July 11th, 2008 by Charles Feldman | 4 Comments | Filed in Housing, Mortgages, Real Estate News

Fannie Mae and Freddie Mac, combined, own or back up some $5 trillion dollars of debt. That is about half of ALL the mortgages in the U.S. They have already lost some $11 BILLION since the current mortgage/credit crisis began, so it is easy to see why there is profound concern about their fiscal health–or lack there of.

Concern turned to horror today after the New York Times reported that the U.S. government is thinking about a takeover of the mortgage giants–placing them in a conservatorship.

Should that happen, the shares of both could be worth almost nothing and taxpayers, you and me, would have to pick up the tab, says the Times, for “any losses on mortgages they own or guarantee–which could be staggering…”

This news brought about what the AFP news agency referred to in a headline as a “meltdown” of the share prices of both Fannie and Freddie.

According to Reuters, “Fannie shares closed at $10.25, down some 22 percent but well above the session low of $6.68. Freddie closed at $7.75, down 3 percent, after touching a low of $3.89 earlier in the session.”

And, here is the most amazing part of the story.

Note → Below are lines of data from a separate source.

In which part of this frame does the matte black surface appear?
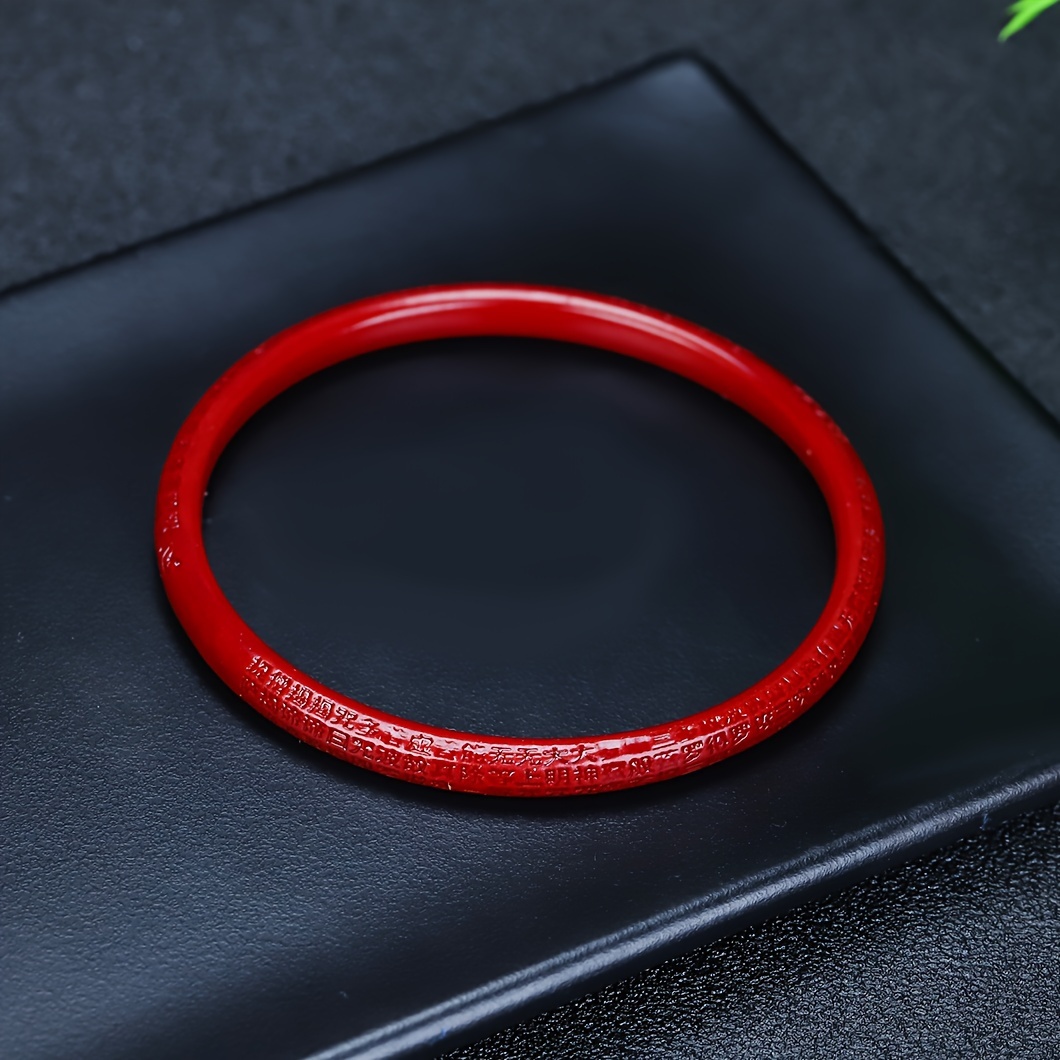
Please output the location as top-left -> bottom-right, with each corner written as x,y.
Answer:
0,64 -> 1060,1056
0,0 -> 1060,414
452,807 -> 1060,1060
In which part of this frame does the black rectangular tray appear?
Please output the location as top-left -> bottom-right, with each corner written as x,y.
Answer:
0,60 -> 1060,1058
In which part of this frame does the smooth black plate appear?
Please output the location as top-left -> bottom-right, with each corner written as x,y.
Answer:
0,61 -> 1060,1057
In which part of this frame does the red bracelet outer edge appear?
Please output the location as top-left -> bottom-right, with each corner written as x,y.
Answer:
155,284 -> 884,796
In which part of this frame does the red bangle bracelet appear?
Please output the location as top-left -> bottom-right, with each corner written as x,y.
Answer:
155,284 -> 884,796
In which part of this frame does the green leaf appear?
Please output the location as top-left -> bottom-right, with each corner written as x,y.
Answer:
997,0 -> 1060,40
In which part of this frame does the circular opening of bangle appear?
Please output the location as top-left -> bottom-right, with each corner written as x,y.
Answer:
156,285 -> 883,796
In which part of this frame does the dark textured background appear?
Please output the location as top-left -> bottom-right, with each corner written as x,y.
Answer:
6,0 -> 1060,1060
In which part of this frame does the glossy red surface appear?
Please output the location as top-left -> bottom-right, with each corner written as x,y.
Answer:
155,284 -> 884,796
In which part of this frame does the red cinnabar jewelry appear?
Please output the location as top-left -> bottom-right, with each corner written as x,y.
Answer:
155,284 -> 883,796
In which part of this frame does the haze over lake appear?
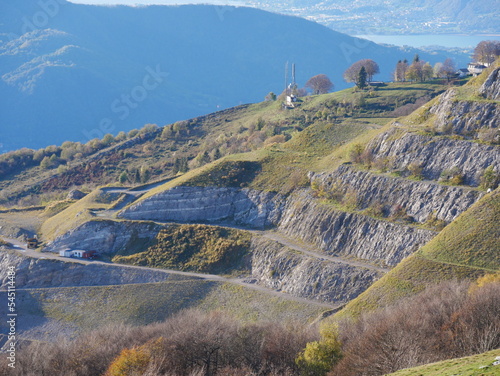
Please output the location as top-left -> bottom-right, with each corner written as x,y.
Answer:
356,34 -> 500,48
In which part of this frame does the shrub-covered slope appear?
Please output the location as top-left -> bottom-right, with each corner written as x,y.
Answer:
338,189 -> 500,317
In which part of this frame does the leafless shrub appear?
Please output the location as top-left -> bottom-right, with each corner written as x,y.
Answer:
330,282 -> 500,376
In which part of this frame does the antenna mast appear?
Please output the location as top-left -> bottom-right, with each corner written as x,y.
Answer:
285,61 -> 288,95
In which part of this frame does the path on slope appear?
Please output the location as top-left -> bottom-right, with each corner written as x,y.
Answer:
4,238 -> 336,309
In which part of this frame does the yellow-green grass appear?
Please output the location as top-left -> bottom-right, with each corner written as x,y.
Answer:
18,277 -> 325,330
113,225 -> 251,274
421,188 -> 500,271
0,210 -> 43,234
337,189 -> 500,318
122,83 -> 445,200
40,188 -> 118,241
387,349 -> 500,376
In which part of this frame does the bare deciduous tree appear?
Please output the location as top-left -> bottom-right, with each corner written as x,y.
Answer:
305,74 -> 333,94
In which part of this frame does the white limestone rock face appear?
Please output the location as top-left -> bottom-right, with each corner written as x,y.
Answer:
309,164 -> 484,223
278,191 -> 436,266
368,129 -> 500,186
44,220 -> 162,253
119,186 -> 284,228
479,68 -> 500,100
248,237 -> 382,303
0,252 -> 180,288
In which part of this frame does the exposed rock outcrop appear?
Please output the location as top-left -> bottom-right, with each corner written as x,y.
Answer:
44,220 -> 162,253
479,67 -> 500,100
119,186 -> 284,228
252,237 -> 382,303
310,164 -> 484,222
67,189 -> 87,200
429,88 -> 500,136
0,251 -> 178,288
368,128 -> 500,186
279,191 -> 436,266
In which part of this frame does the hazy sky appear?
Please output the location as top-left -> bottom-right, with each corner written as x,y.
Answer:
70,0 -> 245,6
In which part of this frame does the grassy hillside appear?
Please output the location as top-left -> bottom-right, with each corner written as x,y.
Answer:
338,188 -> 500,317
0,82 -> 454,209
40,189 -> 119,240
387,349 -> 500,376
18,277 -> 325,338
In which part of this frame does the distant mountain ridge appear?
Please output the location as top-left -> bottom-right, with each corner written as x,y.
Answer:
0,0 -> 463,152
250,0 -> 500,35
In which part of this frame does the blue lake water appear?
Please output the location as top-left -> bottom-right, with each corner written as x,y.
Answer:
356,34 -> 500,48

Freddie and Fannie have lost almost 90 percent of their enture value just since August, says Reuters.

Doubts about bailout

As the day drew to a hectic close, Treasury Secretary Henry Paulson sent out signals that it is not likely there will be any federal bailout–However, Sen. Christopher Dodd of Connecticut, who is chairman of the Senate Banking Committee, said he spoke with both Paulson and Fed Chairman Ben Bernanke and that they are looking at options that would include “opening access to the discount window,” Reuters reports. The discount window allows the Fed to act as an emergency lender for the banking system.

Meantime, both Fannie Mae and Freddie Mac insisted they have enough capital to keep going and Sen. Dodd said both are “fundamentally sound and strong.”

Although both were originally formed by the federal government, they now function as private corporations, though there has always been an assumption that the government would never let either go under for fear of what might happen to the entire financial system in this country and, indeed, around the world.

How they got into trouble
To understand how they got into trouble, you must first understand what it is they do. Both buy up literally hundreds of billions of dollars in mortgages–then repackage them as securities.

In some cases, they hold on to these new securities, but they also sell them to investors.

That is why when the subprime mortgage crisis hit,Fannie and Freddie were hit hard. And, says the New York Times, “analysts expect the companies to announce a new round of write-downs and possibly be forced to raise capital by issuing additional shares.”

Stocks tumble then regain

At first, the fears of a Fannie/Freddie implosion plunged the Dow Jones Industrial Average down more than 200 points…but, by the end of the trading day, it closed down “just” 128.48 points.